Currently my house has a natural gas-burning hot water heater, with a 40 gallon (150 liter) tank. Given the vintage, the efficiency of this heater is likely around 80%. A new, drop-in replacement would be over 95% efficient, based on what's on the market now.

However, as I'm considering this upgrade, I also want to evaluate the possibility of a solar thermal system.

What tools and resources are available for me to understand if a solar hot water system makes sense for my situation? Will the cost savings and/or environmental benefit justify the added expense?

Some notes on my house and needs:

  • Two people live in the home
  • We've never run out of hot water (150 liters is more than sufficient)
  • Hot water is used for showers, hand-washing, and our small dishwasher
  • The south face of our roof is unshaded
  • It seems like this could reasonably be broadened to a consideration of all widely-available domestic hot water systems? For example, what about heat pump hot water heaters? Or resistive electric + PV? Commented Apr 6, 2019 at 14:15

1 Answer 1


With today's prices, it's cheaper to install PV panels and generate electricity, then just use a standard electric water heater.

This has the advantage that it actually works better in the winter when it's cold out. Plus any surplus energy generated can be used for other purposes. Surplus heat from solar thermal systems can be a problem in some cases requiring additional equipment to get rid of the surplus energy.

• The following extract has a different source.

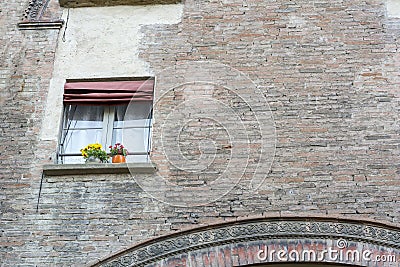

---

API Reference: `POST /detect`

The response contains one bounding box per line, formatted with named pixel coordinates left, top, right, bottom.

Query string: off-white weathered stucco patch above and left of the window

In addition to being cheaper initially, it is easier to maintain, no antifreeze to replace and no pumps/controls to wear out. Plus (eventually) the water tank will need to be replaced. Replacing a standard electric tank will typically be significantly cheaper than replacing a special purpose solar thermal tank.

Note: if you live in a tropical area where the temperature never get's below 40 deg F, then you might be able to use a solar "batch" water heater which would eliminate all the issues I listed above.